Sonia Zakrzewski, professora de bioarqueologia e bioantropologia da Universidade de Southampton, no Reino Unido, chamou a pesquisa de “inovadora”. Ela não participou do estudo.
“Ela sintetiza tanto o registro egípcio (incluindo evidências pictóricas e esculturais) quanto evidências bioarqueológicas de alterações esqueléticas relacionadas à atividade para argumentar que as mudanças nos locais de fixação muscular e a localização das alterações artríticas sugerem que os indivíduos afetados eram escribas. ”, disse Zakrzewski por e-mail.
“Uma das principais questões que temos em bioarqueologia é que não sabemos exatamente quanto, por quanto tempo e com que frequência as atividades devem ser realizadas para que ocorra a mudança esquelética, mas sabemos que nossos corpos se remodelam em resposta a tais estresse.
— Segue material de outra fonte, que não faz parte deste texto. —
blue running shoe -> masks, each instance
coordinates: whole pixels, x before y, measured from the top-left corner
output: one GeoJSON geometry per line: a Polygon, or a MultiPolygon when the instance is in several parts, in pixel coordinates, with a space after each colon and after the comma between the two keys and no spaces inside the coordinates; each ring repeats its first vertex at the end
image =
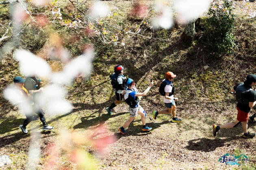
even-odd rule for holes
{"type": "Polygon", "coordinates": [[[127,133],[126,131],[125,130],[125,129],[124,129],[124,128],[122,127],[119,128],[118,128],[118,130],[123,134],[126,134],[127,133]]]}
{"type": "Polygon", "coordinates": [[[172,119],[171,119],[171,121],[172,123],[180,122],[181,121],[181,119],[175,117],[174,119],[172,118],[172,119]]]}
{"type": "Polygon", "coordinates": [[[111,115],[112,114],[112,113],[111,112],[111,109],[109,109],[109,107],[106,108],[106,110],[107,112],[108,112],[108,115],[111,115]]]}
{"type": "Polygon", "coordinates": [[[148,126],[146,126],[145,128],[142,127],[142,129],[141,129],[141,130],[143,130],[143,131],[149,131],[152,129],[152,128],[149,127],[148,126]]]}
{"type": "Polygon", "coordinates": [[[158,114],[156,114],[156,111],[154,110],[153,111],[153,119],[156,119],[157,115],[158,114]]]}

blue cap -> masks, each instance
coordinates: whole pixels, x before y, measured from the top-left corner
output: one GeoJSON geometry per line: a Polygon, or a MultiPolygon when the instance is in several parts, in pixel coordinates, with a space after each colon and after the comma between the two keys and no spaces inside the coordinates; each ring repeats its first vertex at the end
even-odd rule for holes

Esta integração de outros aspectos da arqueologia com o registo esquelético é necessária na bioarqueologia, e este estudo é um grande exemplo deste tipo de abordagem.”
Agora, os pesquisadores querem colaborar com outros grupos para estudar e analisar escribas e outros indivíduos em diferentes cemitérios egípcios antigos, como o cemitério de Saqqara.
“Juntamente com os nossos ‘vizinhos’ em Saqqara, partilhamos um objectivo comum, que é aprender o máximo possível sobre a vida e a morte das pessoas que viveram na época dos construtores das pirâmides”, disse Havelková.